Nokia’s Alcatel Bid Seen Drawing Fresh U.S. Security ReviewDavid McLaughlin
Nokia Oyj will probably have to pass a U.S. national security review before buying Alcatel-Lucent SA, just as Alcatel did almost a decade ago when it agreed to wall off some operations of Lucent Technologies.
The 2006 acquisition, which included Lucent’s Nobel-prize winning Bell Labs research facility, was scrutinized by a U.S. security panel that examines foreign acquisitions of American businesses. The $16.6 billion deal with Nokia will get a fresh review because the companies make technology the government considers sensitive, said several lawyers and advisers who specialize in cross-border transactions.

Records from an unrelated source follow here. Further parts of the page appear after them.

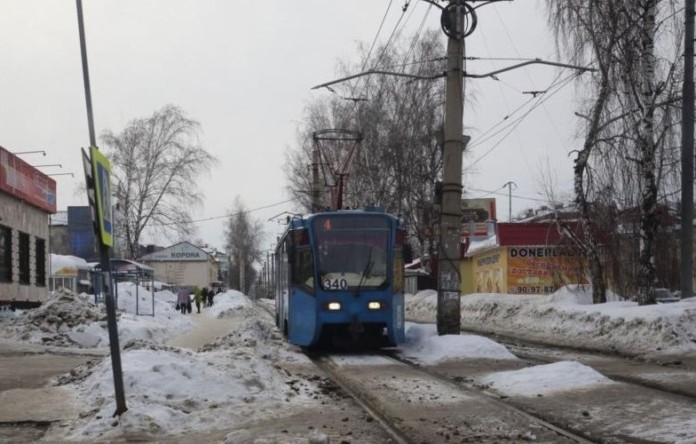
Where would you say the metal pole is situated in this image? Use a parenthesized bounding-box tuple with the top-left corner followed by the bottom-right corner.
(437, 1, 467, 335)
(151, 274, 155, 317)
(76, 0, 96, 147)
(311, 140, 321, 212)
(682, 0, 695, 299)
(76, 0, 126, 416)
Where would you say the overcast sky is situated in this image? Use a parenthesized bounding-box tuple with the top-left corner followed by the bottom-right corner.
(0, 1, 579, 252)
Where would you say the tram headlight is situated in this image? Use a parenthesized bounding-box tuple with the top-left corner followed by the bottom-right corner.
(368, 301, 382, 310)
(327, 302, 341, 311)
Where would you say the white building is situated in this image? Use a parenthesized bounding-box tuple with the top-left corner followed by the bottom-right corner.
(139, 241, 218, 289)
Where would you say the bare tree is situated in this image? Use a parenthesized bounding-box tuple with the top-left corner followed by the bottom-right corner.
(224, 196, 264, 294)
(546, 0, 683, 303)
(285, 30, 445, 257)
(545, 0, 627, 303)
(101, 105, 216, 259)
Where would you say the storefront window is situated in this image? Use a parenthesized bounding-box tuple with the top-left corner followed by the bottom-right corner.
(18, 231, 30, 285)
(0, 225, 11, 282)
(35, 238, 46, 287)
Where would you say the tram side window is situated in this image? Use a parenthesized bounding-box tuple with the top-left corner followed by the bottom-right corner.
(277, 240, 289, 298)
(0, 225, 11, 283)
(292, 248, 314, 290)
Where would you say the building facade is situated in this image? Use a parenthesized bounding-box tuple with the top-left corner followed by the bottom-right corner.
(462, 222, 587, 295)
(139, 241, 218, 289)
(0, 146, 57, 304)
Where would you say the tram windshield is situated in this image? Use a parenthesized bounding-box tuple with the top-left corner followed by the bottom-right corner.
(312, 215, 390, 290)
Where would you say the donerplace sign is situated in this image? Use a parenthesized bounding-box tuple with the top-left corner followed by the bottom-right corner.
(142, 242, 209, 262)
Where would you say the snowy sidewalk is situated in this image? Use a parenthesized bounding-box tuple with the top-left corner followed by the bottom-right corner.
(0, 341, 98, 423)
(166, 310, 235, 349)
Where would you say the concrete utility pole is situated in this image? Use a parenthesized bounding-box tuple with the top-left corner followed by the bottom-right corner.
(681, 0, 695, 299)
(503, 181, 516, 222)
(437, 1, 469, 335)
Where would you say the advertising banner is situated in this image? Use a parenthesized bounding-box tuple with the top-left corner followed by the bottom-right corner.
(0, 146, 57, 213)
(474, 252, 505, 293)
(506, 246, 585, 294)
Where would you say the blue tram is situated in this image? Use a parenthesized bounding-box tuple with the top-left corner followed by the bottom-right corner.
(274, 209, 406, 348)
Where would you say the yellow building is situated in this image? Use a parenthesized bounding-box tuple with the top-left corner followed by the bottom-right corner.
(462, 222, 587, 295)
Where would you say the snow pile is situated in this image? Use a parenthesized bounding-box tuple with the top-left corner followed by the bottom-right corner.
(0, 284, 196, 348)
(200, 292, 310, 366)
(478, 360, 615, 397)
(407, 286, 696, 357)
(75, 282, 196, 348)
(0, 288, 106, 346)
(208, 290, 252, 318)
(399, 322, 518, 364)
(114, 282, 177, 315)
(48, 295, 329, 441)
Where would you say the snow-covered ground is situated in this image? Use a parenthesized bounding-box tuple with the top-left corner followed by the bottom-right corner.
(408, 285, 696, 358)
(1, 284, 695, 441)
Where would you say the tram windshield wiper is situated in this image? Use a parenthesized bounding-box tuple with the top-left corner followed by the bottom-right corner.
(355, 247, 373, 294)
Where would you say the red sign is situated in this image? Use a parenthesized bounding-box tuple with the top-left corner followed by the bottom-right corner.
(0, 146, 57, 213)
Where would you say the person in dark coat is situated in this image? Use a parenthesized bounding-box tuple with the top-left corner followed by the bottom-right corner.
(201, 287, 209, 308)
(209, 287, 219, 306)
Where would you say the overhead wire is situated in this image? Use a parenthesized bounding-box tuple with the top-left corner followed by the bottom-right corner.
(151, 198, 298, 227)
(356, 0, 413, 99)
(467, 186, 551, 203)
(492, 4, 567, 146)
(468, 69, 566, 149)
(464, 69, 581, 172)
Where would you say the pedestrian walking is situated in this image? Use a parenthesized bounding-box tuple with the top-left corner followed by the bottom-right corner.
(194, 286, 203, 314)
(201, 287, 209, 308)
(210, 287, 220, 306)
(176, 287, 189, 315)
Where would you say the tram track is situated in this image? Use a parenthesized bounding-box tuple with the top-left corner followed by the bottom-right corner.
(257, 301, 696, 442)
(308, 350, 594, 443)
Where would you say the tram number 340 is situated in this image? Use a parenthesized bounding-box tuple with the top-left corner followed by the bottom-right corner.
(324, 278, 348, 290)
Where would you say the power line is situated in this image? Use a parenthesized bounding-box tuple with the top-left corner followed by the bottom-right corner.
(466, 186, 550, 203)
(359, 0, 394, 76)
(464, 70, 580, 171)
(151, 198, 297, 227)
(492, 4, 567, 146)
(464, 70, 566, 149)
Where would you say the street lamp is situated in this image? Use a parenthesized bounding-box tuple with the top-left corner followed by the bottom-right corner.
(14, 150, 46, 156)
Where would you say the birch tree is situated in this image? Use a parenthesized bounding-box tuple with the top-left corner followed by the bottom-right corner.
(101, 105, 216, 259)
(546, 0, 683, 303)
(224, 196, 264, 294)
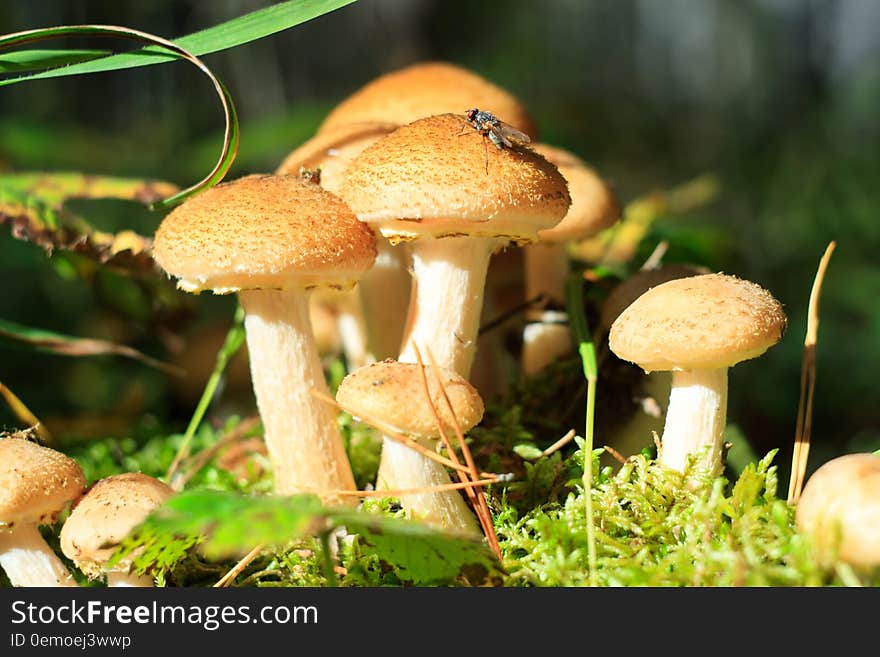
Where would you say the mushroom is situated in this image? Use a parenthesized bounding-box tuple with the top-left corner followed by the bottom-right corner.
(60, 473, 174, 587)
(151, 174, 376, 503)
(0, 437, 85, 587)
(796, 453, 880, 570)
(336, 360, 484, 534)
(342, 113, 569, 524)
(598, 264, 707, 457)
(522, 144, 619, 374)
(608, 273, 787, 475)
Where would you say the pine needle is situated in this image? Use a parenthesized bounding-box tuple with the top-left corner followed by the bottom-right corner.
(787, 241, 836, 504)
(214, 543, 264, 588)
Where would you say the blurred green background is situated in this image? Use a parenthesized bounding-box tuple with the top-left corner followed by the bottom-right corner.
(1, 0, 878, 483)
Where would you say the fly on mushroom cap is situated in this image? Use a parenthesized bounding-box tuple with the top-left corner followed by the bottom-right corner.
(343, 113, 569, 244)
(336, 360, 484, 439)
(609, 273, 787, 476)
(320, 61, 537, 138)
(609, 273, 787, 373)
(796, 453, 880, 570)
(152, 174, 377, 504)
(60, 473, 173, 586)
(151, 173, 376, 294)
(0, 437, 85, 587)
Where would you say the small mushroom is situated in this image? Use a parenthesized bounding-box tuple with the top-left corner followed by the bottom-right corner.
(60, 473, 174, 587)
(152, 174, 376, 503)
(336, 360, 484, 534)
(609, 273, 787, 475)
(522, 144, 619, 374)
(0, 437, 85, 587)
(796, 453, 880, 570)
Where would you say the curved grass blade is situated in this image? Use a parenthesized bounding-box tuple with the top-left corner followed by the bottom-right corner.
(0, 48, 110, 73)
(0, 317, 183, 375)
(0, 25, 239, 209)
(0, 0, 357, 86)
(0, 381, 51, 442)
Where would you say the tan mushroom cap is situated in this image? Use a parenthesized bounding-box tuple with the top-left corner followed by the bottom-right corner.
(151, 174, 377, 294)
(342, 114, 570, 244)
(796, 453, 880, 569)
(59, 473, 174, 577)
(599, 263, 709, 331)
(276, 122, 397, 195)
(609, 273, 787, 372)
(532, 143, 619, 243)
(0, 437, 85, 527)
(336, 360, 484, 437)
(320, 61, 537, 138)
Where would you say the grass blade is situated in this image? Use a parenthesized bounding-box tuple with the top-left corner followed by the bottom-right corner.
(0, 0, 357, 87)
(0, 48, 110, 73)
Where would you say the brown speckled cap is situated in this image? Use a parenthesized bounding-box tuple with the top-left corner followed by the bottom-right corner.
(796, 453, 880, 569)
(599, 263, 708, 331)
(0, 437, 85, 528)
(341, 114, 570, 244)
(276, 122, 397, 195)
(532, 143, 619, 243)
(609, 273, 787, 372)
(59, 473, 174, 577)
(336, 360, 484, 437)
(320, 61, 537, 138)
(152, 174, 377, 294)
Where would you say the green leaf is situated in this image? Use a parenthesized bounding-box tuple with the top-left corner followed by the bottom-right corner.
(0, 48, 110, 73)
(513, 443, 544, 461)
(0, 0, 358, 87)
(0, 317, 182, 375)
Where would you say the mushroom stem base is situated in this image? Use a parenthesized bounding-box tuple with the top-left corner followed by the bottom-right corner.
(0, 524, 78, 587)
(659, 368, 727, 475)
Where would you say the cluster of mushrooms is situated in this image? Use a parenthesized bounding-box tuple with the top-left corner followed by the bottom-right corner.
(2, 62, 878, 586)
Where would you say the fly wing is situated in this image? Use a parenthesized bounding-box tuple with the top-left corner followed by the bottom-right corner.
(497, 121, 531, 147)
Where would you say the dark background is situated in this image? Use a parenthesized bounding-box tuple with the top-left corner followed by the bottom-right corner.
(1, 0, 878, 480)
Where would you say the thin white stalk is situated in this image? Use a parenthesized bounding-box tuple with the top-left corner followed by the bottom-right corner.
(106, 571, 153, 587)
(379, 235, 501, 534)
(240, 287, 356, 505)
(0, 524, 77, 587)
(659, 368, 728, 475)
(522, 242, 572, 373)
(359, 239, 411, 361)
(335, 291, 373, 370)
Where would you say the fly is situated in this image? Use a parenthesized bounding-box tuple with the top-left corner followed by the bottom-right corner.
(461, 108, 531, 173)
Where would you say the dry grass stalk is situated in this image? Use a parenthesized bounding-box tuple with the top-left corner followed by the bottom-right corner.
(174, 416, 262, 490)
(214, 543, 265, 588)
(542, 429, 577, 457)
(787, 241, 836, 505)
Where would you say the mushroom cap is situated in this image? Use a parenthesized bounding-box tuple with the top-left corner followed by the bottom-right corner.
(320, 61, 537, 138)
(59, 473, 174, 576)
(796, 453, 880, 569)
(608, 273, 787, 372)
(336, 360, 484, 437)
(276, 122, 397, 195)
(151, 174, 377, 294)
(341, 114, 570, 244)
(599, 263, 709, 331)
(0, 437, 85, 528)
(532, 143, 619, 243)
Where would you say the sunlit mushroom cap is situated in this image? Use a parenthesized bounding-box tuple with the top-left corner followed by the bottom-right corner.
(532, 143, 619, 243)
(608, 273, 787, 372)
(341, 114, 570, 244)
(599, 263, 708, 332)
(336, 360, 484, 437)
(796, 453, 880, 569)
(320, 61, 537, 138)
(59, 473, 174, 577)
(152, 174, 377, 294)
(276, 122, 397, 195)
(0, 437, 86, 528)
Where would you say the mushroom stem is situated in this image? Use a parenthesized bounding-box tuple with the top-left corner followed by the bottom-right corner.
(399, 235, 501, 377)
(239, 287, 357, 504)
(335, 290, 373, 369)
(0, 524, 78, 587)
(522, 242, 572, 374)
(359, 239, 411, 361)
(659, 368, 728, 475)
(106, 571, 153, 587)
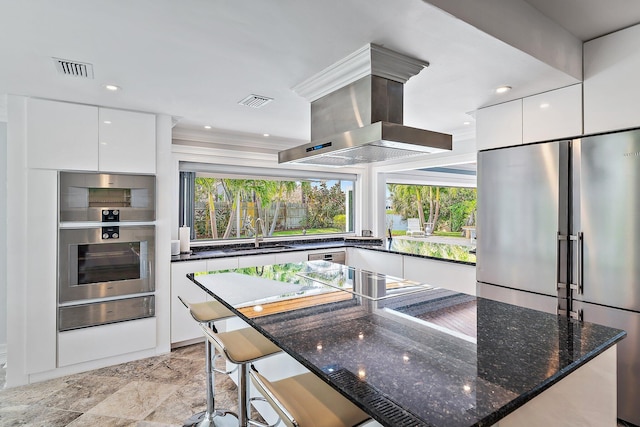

“There is a strong nexus to national security because it involves the telecommunications sector and Alcatel has security clearance to do work for the U.S. government,” said Farhad Jalinous, an attorney at Kaye Scholer LLP in Washington. Jalinous isn’t involved in the Nokia-Alcatel deal. His comments were echoed by other lawyers who said they couldn’t speak publicly about the issue because they had business conflicts.
Nokia agreed to acquire Alcatel in what would be the largest acquisition yet by the Finnish network-equipment supplier. The combined entity would become the biggest maker of equipment that powers mobile-phone networks, surpassing Sweden’s Ericsson AB and Huawei Technologies Co. of China, according to researcher IDC.
Deals in the telecommunications industry traditionally draw scrutiny from the Committee on Foreign Investment in the U.S., a panel led by the Treasury Department, which reviews foreign acquisitions of U.S. business to protect national security. CFIUS can impose conditions on companies if it determines there are any risks.
Alcatel Chief Executive Officer Michel Combes said on a conference call Wednesday that he’s convinced the bid will get U.S. government approval.
CFIUS cleared Alcatel’s acquisition of Lucent after negotiating a national security agreement with the French company, according to the manufacturer’s annual report. Alcatel agreed to establish a separate subsidiary to perform work for the U.S. government and hold certain “sensitive assets” associated with Lucent’s Bell Labs.
A special security agreement limited Alcatel’s control and influence over the subsidiary and restricted “the flow of certain information,” Alcatel said in the report.
The fact that Alcatel has been through the CFIUS process previously will help a new review if Nokia reaches an agreement to buy the company, according to Jalinous. He expects CFIUS will approve any transaction.